What AI Reviews Well

After three months, the pattern is clear. AI catches mechanical issues with near-perfect accuracy:

  • Security vulnerabilities — SQL injection, XSS, hardcoded credentials, insecure deserialization
  • Bug patterns — null pointer risks, off-by-one errors, race conditions in obvious cases
  • Style consistency — naming conventions, import ordering, dead code
  • Documentation gaps — public APIs without JSDoc, missing error descriptions
  • Dependency risks — known CVEs in added packages, license incompatibilities

What it doesn't do well: architectural decisions, business logic validation, performance implications in context.

The Architecture

.github/workflows/ai-review.yml
name: AI Code Review
on:
  pull_request:
    types: [opened, synchronize]
 
jobs:
  ai-review:
    runs-on: ubuntu-latest
    permissions:
      pull-requests: write
      contents: read
    steps:
      - uses: actions/checkout@v4
        with:
          fetch-depth: 0
 
      - name: Get PR diff
        id: diff
        run: |
          git diff origin/${{ github.base_ref }}...HEAD > pr.diff
          echo "diff_size=$(wc -l < pr.diff)" >> $GITHUB_OUTPUT
 
      - name: Run AI review
        if: steps.diff.outputs.diff_size < 2000
        env:
          ANTHROPIC_API_KEY: ${{ secrets.ANTHROPIC_API_KEY }}
          PR_NUMBER: ${{ github.event.pull_request.number }}
        run: node scripts/ai-review.js

AI review is skipped on large diffs (2000+ lines). LLMs lose accuracy on massive context windows, and large PRs should be split anyway.

The Review Script

scripts/ai-review.ts
import Anthropic from "@anthropic-ai/sdk";
import { readFileSync } from "fs";
import { execSync } from "child_process";
 
const client = new Anthropic();
 
const diff = readFileSync("pr.diff", "utf-8");
const changedFiles = execSync("git diff --name-only origin/main...HEAD")
  .toString()
  .trim()
  .split("\n");
 
const prompt = `You are a senior software engineer reviewing a pull request.
 
## Changed files
${changedFiles.join("\n")}
 
## Diff
${diff}
 
Review this PR for:
1. **Security issues** — injection, XSS, hardcoded secrets, insecure patterns
2. **Bugs** — null/undefined risks, incorrect logic, edge cases
3. **Performance** — obvious N+1 queries, unnecessary re-renders, memory leaks
4. **Best practices** — error handling, naming, code organization
 
Rules:
- Only comment on issues that are clearly wrong or risky
- Do NOT suggest stylistic preferences or minor refactors
- Do NOT comment on unchanged code
- Be specific: reference the file and line number
- If the PR looks good, say so briefly
 
Format each issue as:
**[SEVERITY]** \`file:line\` — description`;
 
const response = await client.messages.create({
  model: "claude-sonnet-4-6-20250414",
  max_tokens: 2000,
  messages: [{ role: "user", content: prompt }],
});
 
const review = response.content[0].type === "text"
  ? response.content[0].text
  : "";
 
// Post as PR comment via GitHub API
execSync(`gh pr comment ${process.env.PR_NUMBER} --body "${
  review.replace(/"/g, '\\"')
}"`);

Prompt Engineering Matters

The prompt went through 15+ iterations before reaching its current state. Key lessons:

Be explicit about what NOT to flag

Without "Do NOT suggest stylistic preferences," the AI generates dozens of comments about variable naming and formatting that clutter the review.
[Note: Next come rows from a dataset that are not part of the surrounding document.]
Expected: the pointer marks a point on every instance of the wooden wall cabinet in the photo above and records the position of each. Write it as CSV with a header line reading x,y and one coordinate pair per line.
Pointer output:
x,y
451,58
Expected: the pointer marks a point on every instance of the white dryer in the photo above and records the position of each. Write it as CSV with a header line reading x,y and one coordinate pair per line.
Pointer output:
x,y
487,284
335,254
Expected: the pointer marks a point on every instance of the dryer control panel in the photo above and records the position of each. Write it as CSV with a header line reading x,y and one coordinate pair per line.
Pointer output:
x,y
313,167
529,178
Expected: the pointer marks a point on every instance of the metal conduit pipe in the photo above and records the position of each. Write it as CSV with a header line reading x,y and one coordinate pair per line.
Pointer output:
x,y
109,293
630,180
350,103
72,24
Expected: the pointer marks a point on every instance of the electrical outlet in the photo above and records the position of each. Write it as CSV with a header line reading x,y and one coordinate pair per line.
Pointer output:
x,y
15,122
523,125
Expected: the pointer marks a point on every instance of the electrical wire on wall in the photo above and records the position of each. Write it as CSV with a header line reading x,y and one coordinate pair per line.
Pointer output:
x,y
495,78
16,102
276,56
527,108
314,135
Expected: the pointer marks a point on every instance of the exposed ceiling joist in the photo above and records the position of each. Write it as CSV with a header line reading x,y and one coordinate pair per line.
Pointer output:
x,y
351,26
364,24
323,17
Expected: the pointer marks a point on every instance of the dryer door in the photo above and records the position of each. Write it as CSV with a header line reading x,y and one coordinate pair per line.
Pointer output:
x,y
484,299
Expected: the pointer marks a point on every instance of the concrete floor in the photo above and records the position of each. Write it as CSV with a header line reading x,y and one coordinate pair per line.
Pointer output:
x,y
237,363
Severity levels reduce noise

**[CRITICAL]** — Must fix before merge (security, data loss)
**[WARNING]**  — Should fix, potential bug or risk
**[INFO]**     — Suggestion, take it or leave it

Developers learned to ignore [INFO] and always address [CRITICAL]. Without severity, every comment felt equally urgent.

Context window management

For large PRs, the script sends only the diff plus the full content of modified files — not the entire repo. This keeps the context focused and the review relevant:

context-management.ts
function buildContext(changedFiles: string[], maxTokens: number): string {
  const fileContents: string[] = [];
  let estimatedTokens = 0;
 
  for (const file of changedFiles) {
    const content = readFileSync(file, "utf-8");
    const tokens = Math.ceil(content.length / 4);
 
    if (estimatedTokens + tokens > maxTokens) break;
 
    fileContents.push(`--- ${file} ---\n${content}`);
    estimatedTokens += tokens;
  }
 
  return fileContents.join("\n\n");
}

Results After 3 Months

MetricBeforeAfter
Avg time to first review4.2 hours12 minutes (AI) + 2.1 hours (human)
Security issues caught in review~60%~92%
Review comments per PR (human)4.72.1
Developer satisfaction with review process3.2/54.1/5

The biggest win isn't speed — it's that human reviewers now focus on higher-level feedback because the AI already handled the mechanical checks.

Common Pitfalls

False positives erode trust

If the AI flags non-issues, developers stop reading its comments. Tracking the false positive rate and tuning the prompt when it exceeds 15% is essential to maintaining trust.

Cost management

At ~$0.03 per review for average PRs (Sonnet), cost is negligible. But large PRs with full file context can hit $0.50+. The 2000-line diff limit keeps costs predictable:

# Monthly cost tracking
echo "Reviews this month: $(gh api /repos/myorg/myapp/actions/runs \
  --jq '[.workflow_runs[] | select(.name=="AI Code Review")] | length')"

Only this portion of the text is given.